REALMENTE muito tempo sem postar! Final do terceiro ano, fazendo cursinho, um monte de provas e com tudo pra me estressar. Agora me baixou o santo e eu resolvi escrever. E escrever sobre um monte de coisas que mais me abalam nesse fim de ano.
Eu sei, um post meio depresivo, revoltado e sentimental, mas até o fim do ano é isso ou nada, entao nao quero deixar aqui sem atualização por mais tempo. Bem vindos à minha rotina.

Estava lendo a revista Capricho e encontrei uma matéria sobre o final do terceiro ano, com características que, segundo a revista, sempre acontece quando chegamos ao final dessa jornada. União da turma, várias brincadeiras, tudo que deixaria muita saudade no coração, não na minha classe.

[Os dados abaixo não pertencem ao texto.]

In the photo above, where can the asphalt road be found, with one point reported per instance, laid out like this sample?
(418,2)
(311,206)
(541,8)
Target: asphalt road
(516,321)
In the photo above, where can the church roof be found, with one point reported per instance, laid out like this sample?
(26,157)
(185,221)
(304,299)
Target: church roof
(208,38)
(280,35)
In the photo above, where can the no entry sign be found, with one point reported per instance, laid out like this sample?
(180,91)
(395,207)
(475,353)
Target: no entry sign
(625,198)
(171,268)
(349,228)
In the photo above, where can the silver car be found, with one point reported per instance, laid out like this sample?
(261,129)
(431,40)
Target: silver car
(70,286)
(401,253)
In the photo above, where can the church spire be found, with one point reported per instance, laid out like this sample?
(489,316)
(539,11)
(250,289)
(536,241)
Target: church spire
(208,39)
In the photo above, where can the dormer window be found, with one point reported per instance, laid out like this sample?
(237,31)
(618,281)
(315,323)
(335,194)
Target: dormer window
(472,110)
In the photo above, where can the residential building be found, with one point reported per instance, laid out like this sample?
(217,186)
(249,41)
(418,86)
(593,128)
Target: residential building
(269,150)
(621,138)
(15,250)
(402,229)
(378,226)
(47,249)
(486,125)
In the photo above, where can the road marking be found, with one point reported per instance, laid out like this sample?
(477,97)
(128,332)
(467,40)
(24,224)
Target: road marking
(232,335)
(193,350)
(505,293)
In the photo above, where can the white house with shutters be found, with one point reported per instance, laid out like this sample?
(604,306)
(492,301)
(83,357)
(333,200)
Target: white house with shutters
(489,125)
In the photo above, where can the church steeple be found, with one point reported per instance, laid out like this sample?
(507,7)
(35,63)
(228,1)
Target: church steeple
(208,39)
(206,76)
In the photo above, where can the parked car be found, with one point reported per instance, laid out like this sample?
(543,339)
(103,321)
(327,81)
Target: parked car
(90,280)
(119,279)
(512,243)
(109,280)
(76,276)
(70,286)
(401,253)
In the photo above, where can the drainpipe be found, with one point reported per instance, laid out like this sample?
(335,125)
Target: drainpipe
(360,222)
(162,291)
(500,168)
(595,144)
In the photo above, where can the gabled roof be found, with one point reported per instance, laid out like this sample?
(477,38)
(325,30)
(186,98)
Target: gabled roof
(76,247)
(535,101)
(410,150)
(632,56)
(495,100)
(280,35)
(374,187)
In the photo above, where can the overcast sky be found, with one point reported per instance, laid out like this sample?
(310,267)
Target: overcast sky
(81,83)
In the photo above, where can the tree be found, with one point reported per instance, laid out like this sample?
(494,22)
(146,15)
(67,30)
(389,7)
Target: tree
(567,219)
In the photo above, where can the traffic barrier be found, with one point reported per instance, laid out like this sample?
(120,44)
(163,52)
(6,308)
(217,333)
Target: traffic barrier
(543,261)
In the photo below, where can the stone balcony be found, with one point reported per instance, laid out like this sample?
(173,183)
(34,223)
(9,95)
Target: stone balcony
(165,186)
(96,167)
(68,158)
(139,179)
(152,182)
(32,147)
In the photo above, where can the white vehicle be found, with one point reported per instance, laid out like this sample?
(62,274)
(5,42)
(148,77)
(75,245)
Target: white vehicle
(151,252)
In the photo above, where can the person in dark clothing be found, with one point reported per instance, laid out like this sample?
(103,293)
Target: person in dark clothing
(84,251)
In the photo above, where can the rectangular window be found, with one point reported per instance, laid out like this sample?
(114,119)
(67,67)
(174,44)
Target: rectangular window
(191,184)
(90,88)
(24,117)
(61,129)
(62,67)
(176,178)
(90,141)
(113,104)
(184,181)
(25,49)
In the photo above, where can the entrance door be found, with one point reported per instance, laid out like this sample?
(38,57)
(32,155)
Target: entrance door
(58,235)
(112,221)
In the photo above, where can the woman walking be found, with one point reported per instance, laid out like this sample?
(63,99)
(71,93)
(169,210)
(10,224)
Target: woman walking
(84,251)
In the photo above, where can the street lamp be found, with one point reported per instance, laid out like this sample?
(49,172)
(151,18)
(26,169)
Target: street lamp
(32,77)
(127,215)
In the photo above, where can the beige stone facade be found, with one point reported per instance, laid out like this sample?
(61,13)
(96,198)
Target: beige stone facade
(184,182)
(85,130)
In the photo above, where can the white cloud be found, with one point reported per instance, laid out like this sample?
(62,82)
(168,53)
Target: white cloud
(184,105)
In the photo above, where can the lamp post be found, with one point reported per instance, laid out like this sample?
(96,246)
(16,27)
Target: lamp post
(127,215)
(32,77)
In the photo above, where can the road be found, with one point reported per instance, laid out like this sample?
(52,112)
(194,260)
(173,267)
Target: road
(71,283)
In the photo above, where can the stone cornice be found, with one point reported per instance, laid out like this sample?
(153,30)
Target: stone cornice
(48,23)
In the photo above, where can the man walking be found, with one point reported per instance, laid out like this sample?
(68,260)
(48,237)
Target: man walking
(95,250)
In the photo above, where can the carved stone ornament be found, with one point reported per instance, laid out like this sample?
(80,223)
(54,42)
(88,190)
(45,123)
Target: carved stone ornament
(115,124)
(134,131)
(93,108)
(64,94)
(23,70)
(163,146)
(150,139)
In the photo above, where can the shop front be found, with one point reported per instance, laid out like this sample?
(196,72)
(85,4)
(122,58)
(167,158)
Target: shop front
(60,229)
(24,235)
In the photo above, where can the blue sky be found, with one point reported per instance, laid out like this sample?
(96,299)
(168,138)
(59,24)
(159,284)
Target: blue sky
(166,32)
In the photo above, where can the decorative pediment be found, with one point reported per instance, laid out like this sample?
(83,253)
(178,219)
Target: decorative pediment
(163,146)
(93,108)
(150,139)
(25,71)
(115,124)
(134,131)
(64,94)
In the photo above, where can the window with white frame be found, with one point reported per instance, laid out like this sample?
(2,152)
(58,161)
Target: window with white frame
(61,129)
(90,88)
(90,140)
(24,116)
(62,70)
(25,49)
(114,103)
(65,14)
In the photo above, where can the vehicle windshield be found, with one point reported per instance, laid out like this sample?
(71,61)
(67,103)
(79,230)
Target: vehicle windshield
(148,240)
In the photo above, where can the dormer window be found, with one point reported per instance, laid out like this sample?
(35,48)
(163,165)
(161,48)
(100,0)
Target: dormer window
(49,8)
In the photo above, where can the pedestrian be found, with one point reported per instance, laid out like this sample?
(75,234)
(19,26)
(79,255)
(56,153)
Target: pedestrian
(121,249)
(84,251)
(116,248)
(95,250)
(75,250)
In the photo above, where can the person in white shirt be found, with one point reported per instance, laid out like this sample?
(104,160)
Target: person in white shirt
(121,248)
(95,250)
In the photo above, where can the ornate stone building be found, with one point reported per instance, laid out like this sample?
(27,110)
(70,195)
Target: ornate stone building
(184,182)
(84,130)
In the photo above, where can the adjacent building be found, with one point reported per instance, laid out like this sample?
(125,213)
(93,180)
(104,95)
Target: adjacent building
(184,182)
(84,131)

Eu gostava muito da minha turma, talvez não fôssemos tão unidos, existissem algumas inimizades, mas a gente só percebe que uma coisa é boa quando ela acaba, não é verdade? No início do ano, meu colégio separou um dos terceiros e o distribuiu pelos outros três. A idéia foi de agrado de muito poucos e houve uma rebelião de estudantes exigindo sua turma de volta. Sempre fomos muito receptivos, então tentamos acolher o grupo novo da sala que, em sua maioria, se isolou em uma ponta e fez as aulas se tornarem completamente insuportáveis. Com conversas e gritos até mesmo durante as provas, o rendimento da minha turma, antes muito mais silenciosa, caiu consideravelmente, fomos todos fortemente prejudicados e tivemos nossas iniciativas de entrosamento rejeitadas. Todos os dias traziam desentendimentos, confusões e cada vez mais divisão da turma. Não considero mais a turma minha, meu único objetivo é terminar o colégio pra não ter que aturar mais o inferno que se tornou meu último ano. É triste pensar que vou sair de um lugar depois de sete anos e não vou ter tido significado para tantos que foram especiais pra mim. Muitos deles eu não criei intimidade mas, por algum motivo, me faziam esquecer por alguns instantes das minhas frustações. Meus amigos verdadeiros provavelmente irei levar por, pelo menos, mais alguns anos, estranho pensar que relações geralmente superficiais causam saudade. Mas o que mais me machuca é que, tirando minúsculos casos, eu não tenho do que sentir falta e vou sair odiando o lugar que eu passei tanto tempo da minha vida.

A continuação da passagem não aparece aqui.